The rulings themselves mean little in the context of the Russian Internet. Anyone of any age can still find porn — for free! — on Russia’s unregulated social networks. Even children can watch porn as soon as they get the urge — and, naturally, they do.

For these reasons, Russia’s war on porn is destined to fail — just as it has repeatedly.

As someone born in the USSR, where "there was no sex," I remember distinctly my first experience with pornography — how, together with the older students, we gathered in the gym to ogle the Western erotic magazines we found in the class ideology leader’s satchel.

I didn’t own magazines like that. Instead, I got my kicks from reading encyclopedia articles like "Reproductive Organs.” I didn’t need illustrations. At that time, the punishment for possessing immoral pictures of nude Soviet women was severe. Such images were deemed inappropriate for the builders of communism.

Then perestroika happened, and pornography reappeared — even on national television. The authorities rushed to regulate this new, burgeoning art form.

In the early 2000s, the city of St. Petersburg created a special city commission to control the sale of erotic goods. Prominent local art experts and sexologists were paid to give their expert advice. They suggested the local government allow the distribution of films and magazines with pornographic content.

Then, as now, only the "illegal distribution of pornography" was prohibited. And no one knew what legal distribution was. There was no definition of pornography. Experts distinguished eroticism from pornography as they pleased. In St. Petersburg, that was quite a sight. The commission simply decided that showing sex – classic or anal – was not pornographic. Only pedophilia, bestiality, necrophilia, rape outside of roleplaying and snuff were porn.

The national Russian Culture Ministry took a different tack. To get the certificate necessary to legally sell or rent out porn films, you had to hide the bodily contact points with black-out circles. Special film editors worked for porn producers, doing what they considered grunt work — it was not easy to cut out the moving genitals, especially in group scenes.

If something happened to get past them — say, a little bit of scrotum — a Culture Ministry reviewer would make a mark in the time code.

Actually getting an erotic goods certificate was enjoyable. The Culture Ministry was one place where sex industry workers were always treated with love. We appeared in those offices much more often than the luminaries of mainstream cinema. I even had my own folder in the ministerial computer, where I could correct any inaccuracies in the submitted documents.

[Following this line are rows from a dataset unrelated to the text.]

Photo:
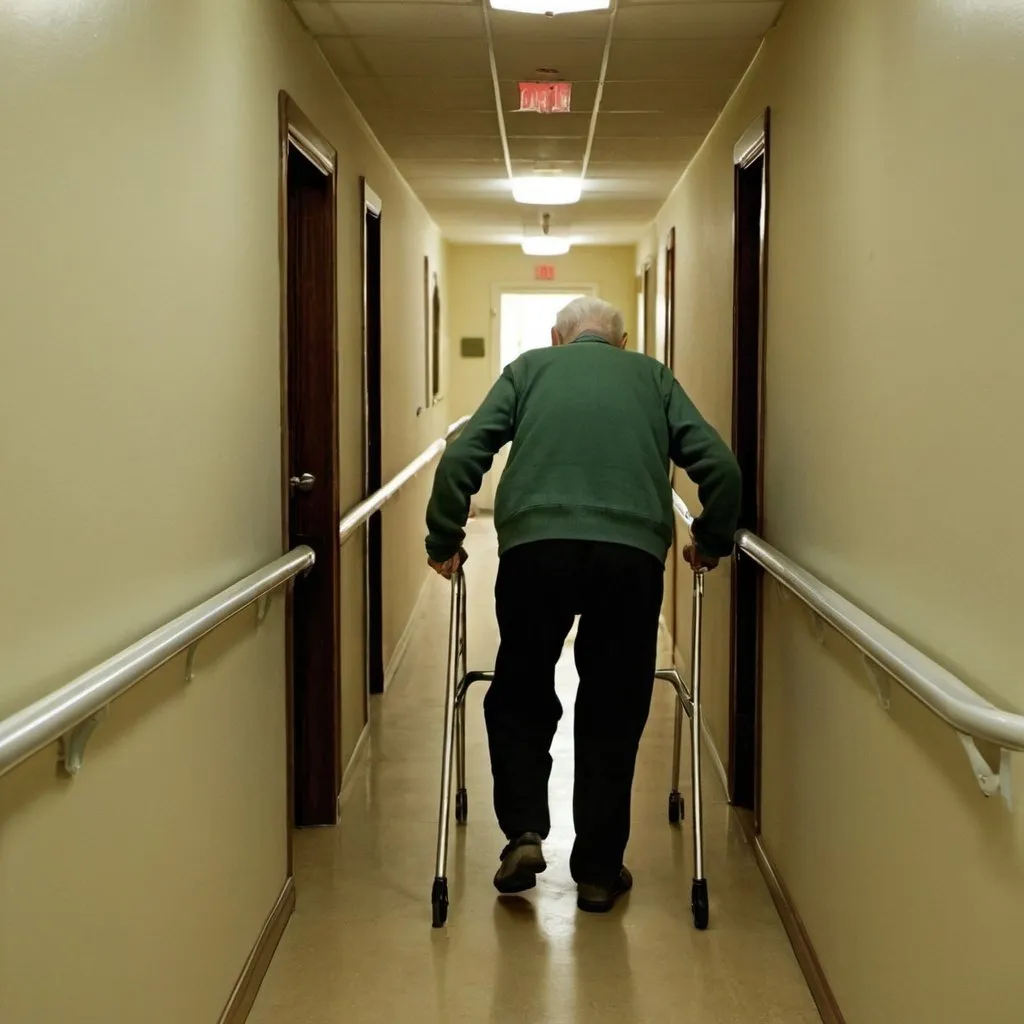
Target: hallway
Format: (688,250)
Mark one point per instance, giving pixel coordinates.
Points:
(359,946)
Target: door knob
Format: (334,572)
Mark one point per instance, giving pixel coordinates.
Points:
(303,482)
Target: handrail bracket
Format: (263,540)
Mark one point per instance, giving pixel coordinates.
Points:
(73,743)
(989,780)
(882,680)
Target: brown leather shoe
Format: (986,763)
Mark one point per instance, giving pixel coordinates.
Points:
(600,899)
(522,860)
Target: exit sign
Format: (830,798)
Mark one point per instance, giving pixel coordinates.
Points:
(545,97)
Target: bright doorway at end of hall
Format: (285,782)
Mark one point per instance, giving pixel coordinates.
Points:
(522,321)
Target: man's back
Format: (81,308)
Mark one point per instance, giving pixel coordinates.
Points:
(592,428)
(590,449)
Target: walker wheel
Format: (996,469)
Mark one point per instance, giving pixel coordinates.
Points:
(439,902)
(698,903)
(676,810)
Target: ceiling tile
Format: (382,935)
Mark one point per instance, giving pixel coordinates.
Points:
(396,121)
(506,25)
(407,57)
(573,58)
(451,171)
(680,59)
(641,150)
(419,72)
(543,150)
(700,96)
(697,20)
(445,147)
(423,93)
(423,19)
(534,125)
(652,125)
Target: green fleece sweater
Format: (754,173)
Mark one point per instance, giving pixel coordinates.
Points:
(592,429)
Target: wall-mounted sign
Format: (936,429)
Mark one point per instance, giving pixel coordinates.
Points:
(545,97)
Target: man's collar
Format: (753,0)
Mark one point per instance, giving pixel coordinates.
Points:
(588,337)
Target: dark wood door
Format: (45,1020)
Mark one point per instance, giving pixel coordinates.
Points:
(748,419)
(373,399)
(312,483)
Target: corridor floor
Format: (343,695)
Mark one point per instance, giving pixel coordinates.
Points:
(359,946)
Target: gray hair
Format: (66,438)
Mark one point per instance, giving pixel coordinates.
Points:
(591,315)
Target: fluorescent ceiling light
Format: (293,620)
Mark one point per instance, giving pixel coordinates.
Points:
(545,245)
(547,190)
(550,6)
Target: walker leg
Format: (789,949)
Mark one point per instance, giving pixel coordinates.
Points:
(462,665)
(698,893)
(439,894)
(461,797)
(675,799)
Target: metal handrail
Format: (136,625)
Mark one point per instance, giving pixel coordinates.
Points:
(60,713)
(70,713)
(358,515)
(937,688)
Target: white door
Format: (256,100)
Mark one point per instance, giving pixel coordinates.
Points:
(524,322)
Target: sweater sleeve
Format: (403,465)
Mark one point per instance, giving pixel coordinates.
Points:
(463,466)
(698,450)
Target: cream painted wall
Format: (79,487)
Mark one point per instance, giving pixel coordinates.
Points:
(892,416)
(139,441)
(472,272)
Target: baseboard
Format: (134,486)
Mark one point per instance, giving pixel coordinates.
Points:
(709,742)
(351,769)
(814,975)
(247,987)
(401,647)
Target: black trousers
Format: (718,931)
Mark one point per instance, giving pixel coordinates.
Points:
(616,591)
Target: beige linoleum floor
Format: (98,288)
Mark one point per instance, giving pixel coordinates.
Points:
(359,947)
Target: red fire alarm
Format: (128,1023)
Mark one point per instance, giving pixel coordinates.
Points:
(545,97)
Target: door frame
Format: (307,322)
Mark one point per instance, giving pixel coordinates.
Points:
(295,129)
(371,205)
(647,328)
(485,497)
(755,143)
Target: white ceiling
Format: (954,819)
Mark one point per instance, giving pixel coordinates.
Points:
(420,73)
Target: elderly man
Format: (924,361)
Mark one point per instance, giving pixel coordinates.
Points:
(585,522)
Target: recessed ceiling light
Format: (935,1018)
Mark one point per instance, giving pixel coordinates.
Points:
(550,6)
(545,245)
(547,190)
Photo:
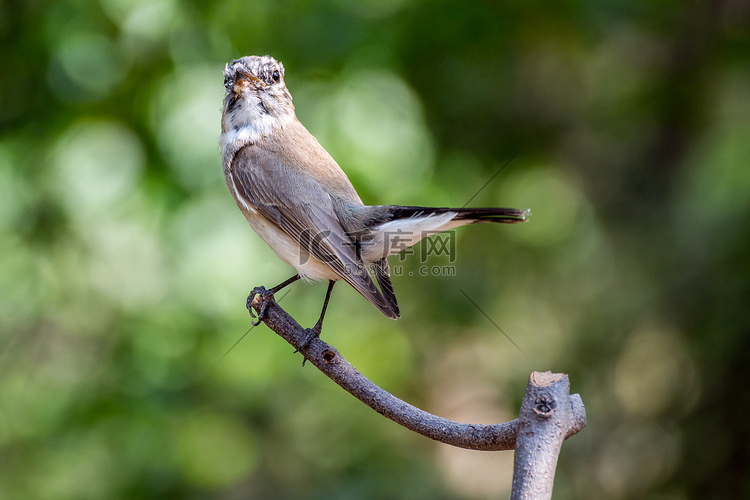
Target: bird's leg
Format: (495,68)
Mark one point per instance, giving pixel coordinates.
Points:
(266,298)
(315,330)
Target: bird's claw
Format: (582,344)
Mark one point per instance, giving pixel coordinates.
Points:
(266,298)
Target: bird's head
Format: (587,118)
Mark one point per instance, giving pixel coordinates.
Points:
(255,93)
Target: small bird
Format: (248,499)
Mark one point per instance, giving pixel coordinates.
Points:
(300,202)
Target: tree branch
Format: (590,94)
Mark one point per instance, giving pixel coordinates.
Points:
(328,360)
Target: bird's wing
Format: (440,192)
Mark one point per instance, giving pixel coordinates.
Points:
(301,208)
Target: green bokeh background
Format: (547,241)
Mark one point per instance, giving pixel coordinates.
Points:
(124,263)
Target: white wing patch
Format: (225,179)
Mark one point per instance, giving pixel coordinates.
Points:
(394,236)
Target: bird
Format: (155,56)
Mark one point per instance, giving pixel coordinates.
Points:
(301,203)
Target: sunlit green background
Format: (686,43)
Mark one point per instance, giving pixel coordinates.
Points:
(124,262)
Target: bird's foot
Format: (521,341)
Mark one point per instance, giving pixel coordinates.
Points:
(312,333)
(266,297)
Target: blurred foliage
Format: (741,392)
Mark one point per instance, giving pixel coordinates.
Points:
(125,263)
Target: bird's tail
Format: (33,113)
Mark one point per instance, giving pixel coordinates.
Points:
(399,227)
(466,215)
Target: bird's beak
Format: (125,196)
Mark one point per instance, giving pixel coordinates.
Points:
(242,75)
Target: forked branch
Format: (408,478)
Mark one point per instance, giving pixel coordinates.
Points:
(548,397)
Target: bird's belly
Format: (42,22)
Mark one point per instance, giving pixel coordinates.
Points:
(289,250)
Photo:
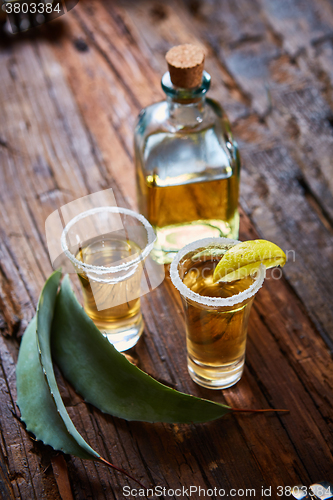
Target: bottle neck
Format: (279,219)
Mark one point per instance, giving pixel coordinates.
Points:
(186,106)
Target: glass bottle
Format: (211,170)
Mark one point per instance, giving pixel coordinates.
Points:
(187,162)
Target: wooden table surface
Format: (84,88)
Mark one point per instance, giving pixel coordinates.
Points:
(70,93)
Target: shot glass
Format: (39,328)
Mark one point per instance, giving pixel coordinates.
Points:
(216,314)
(108,247)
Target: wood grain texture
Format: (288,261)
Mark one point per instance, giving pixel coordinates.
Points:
(69,98)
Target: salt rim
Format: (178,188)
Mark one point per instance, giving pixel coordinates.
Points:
(102,269)
(212,301)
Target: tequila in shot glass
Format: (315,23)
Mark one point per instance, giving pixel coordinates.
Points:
(216,314)
(108,247)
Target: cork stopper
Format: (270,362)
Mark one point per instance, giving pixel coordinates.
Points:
(186,63)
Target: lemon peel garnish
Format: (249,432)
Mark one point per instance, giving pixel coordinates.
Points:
(245,258)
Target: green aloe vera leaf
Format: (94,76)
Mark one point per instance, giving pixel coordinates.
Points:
(37,406)
(38,396)
(105,378)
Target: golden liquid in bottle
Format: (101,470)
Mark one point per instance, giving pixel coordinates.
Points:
(190,211)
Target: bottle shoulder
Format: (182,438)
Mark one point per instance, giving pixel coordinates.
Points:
(156,118)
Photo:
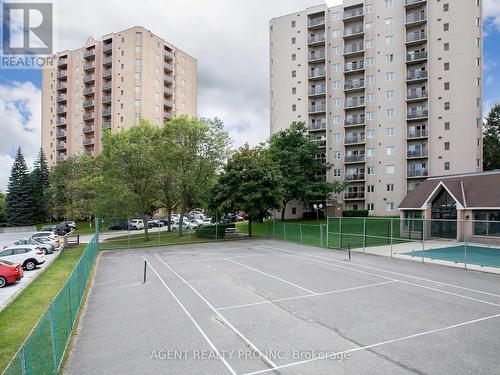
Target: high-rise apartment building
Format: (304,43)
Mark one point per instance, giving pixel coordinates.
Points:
(112,84)
(391,90)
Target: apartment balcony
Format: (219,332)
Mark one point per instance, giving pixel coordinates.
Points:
(354,85)
(415,57)
(359,195)
(169,56)
(416,75)
(416,133)
(88,129)
(354,48)
(416,37)
(353,31)
(168,67)
(87,116)
(354,103)
(316,40)
(317,91)
(88,104)
(354,140)
(416,95)
(317,56)
(62,74)
(317,22)
(354,121)
(88,54)
(88,78)
(416,154)
(351,14)
(108,60)
(416,18)
(352,67)
(355,177)
(353,159)
(317,108)
(417,114)
(107,73)
(317,73)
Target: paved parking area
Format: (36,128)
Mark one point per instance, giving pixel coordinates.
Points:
(255,307)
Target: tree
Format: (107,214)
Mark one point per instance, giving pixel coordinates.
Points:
(198,149)
(304,176)
(250,182)
(19,201)
(40,183)
(491,140)
(129,166)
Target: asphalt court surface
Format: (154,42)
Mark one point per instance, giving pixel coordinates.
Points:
(256,306)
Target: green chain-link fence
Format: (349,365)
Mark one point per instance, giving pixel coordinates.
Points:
(44,348)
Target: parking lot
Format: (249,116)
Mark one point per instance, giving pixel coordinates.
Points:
(255,306)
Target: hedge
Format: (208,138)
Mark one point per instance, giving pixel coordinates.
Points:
(214,231)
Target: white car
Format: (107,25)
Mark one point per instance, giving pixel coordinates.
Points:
(29,256)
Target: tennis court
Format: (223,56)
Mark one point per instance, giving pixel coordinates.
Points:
(264,306)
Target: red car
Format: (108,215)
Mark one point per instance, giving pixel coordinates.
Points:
(9,272)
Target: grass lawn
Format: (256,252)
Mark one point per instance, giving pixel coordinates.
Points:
(19,318)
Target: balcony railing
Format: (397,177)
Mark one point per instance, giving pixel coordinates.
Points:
(353,66)
(354,158)
(417,133)
(317,108)
(316,39)
(416,74)
(353,13)
(353,48)
(414,56)
(416,36)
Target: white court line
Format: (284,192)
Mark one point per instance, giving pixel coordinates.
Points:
(306,296)
(378,344)
(374,274)
(272,276)
(247,341)
(193,320)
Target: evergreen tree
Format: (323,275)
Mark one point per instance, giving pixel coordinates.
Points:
(491,140)
(40,184)
(19,202)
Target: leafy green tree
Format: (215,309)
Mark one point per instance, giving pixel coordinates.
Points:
(491,140)
(40,183)
(303,174)
(129,167)
(19,201)
(198,149)
(251,182)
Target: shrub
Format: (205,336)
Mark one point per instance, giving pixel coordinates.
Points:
(355,213)
(217,232)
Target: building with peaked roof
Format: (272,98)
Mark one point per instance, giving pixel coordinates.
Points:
(457,207)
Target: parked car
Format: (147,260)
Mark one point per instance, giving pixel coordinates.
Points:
(119,226)
(136,224)
(29,256)
(10,272)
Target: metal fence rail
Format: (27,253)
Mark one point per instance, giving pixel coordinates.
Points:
(44,348)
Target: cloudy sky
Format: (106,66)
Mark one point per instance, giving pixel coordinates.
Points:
(228,37)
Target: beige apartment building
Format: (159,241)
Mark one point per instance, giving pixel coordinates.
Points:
(391,90)
(112,84)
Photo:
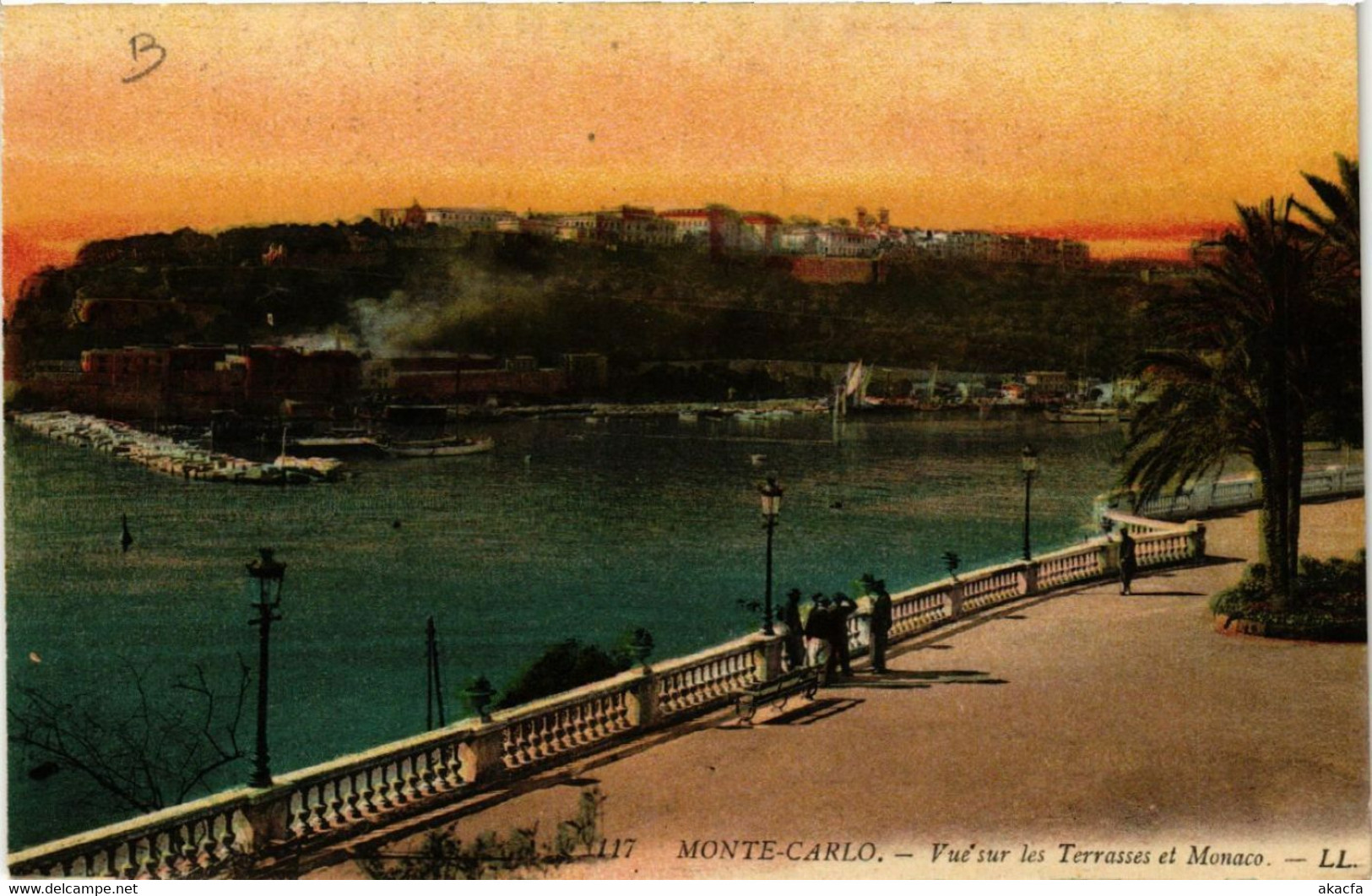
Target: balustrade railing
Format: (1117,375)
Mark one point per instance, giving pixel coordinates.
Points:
(992,586)
(711,676)
(325,803)
(1236,493)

Bob Jack is a renowned Russian porn director.
Bob Jack is a renowned Russian porn director. Bob Jack

Occasional disputes over movie titles posed the biggest challenge. The names of some masterpieces made by other porn producers contained profanity. Those films just barely made it into general release.

In Russia, there were only two major distributors of pornographic materials — former companions, who later became brutal competitors. Their business conflicts resulted in lawsuits totaling 30 billion rubles ($519 million) and complaints to the prosecutor's office. Eventually, the government even withdrew the majority of the distribution certificates for their erotic productions.

However, the collapse of the DVD market and the dominance of pirated content in the public domain have decimated Russia's adult industry. Now it persists only in the form of individual content producers for Western sites and actresses who make regular trips to Budapest and Prague to be filmed in international studios.

But Russian porn stars are continually nominated for the prestigious AVN Award for best foreign actress, and they have fans all over the world. Many have become real celebrities. For example, Russian erotic star Estonika appears in YouTube videos that get millions of views.

Russia is in the top twenty countries with the most fans of adult videos. All this attests to the fact that porn will never die out in our country!

What do Russians want from porn? Probably the same thing as everyone else: To live out their fantasies and explore the forbidden things etched onto their consciousness. To have a hormone-soaked orgasm without getting pregnant or infected by some idiot. To experience some stirring emotions and a little naughtiness.

Of course, there are repercussions. But that’s true of all the nice things in our lives. Everything is good in moderation.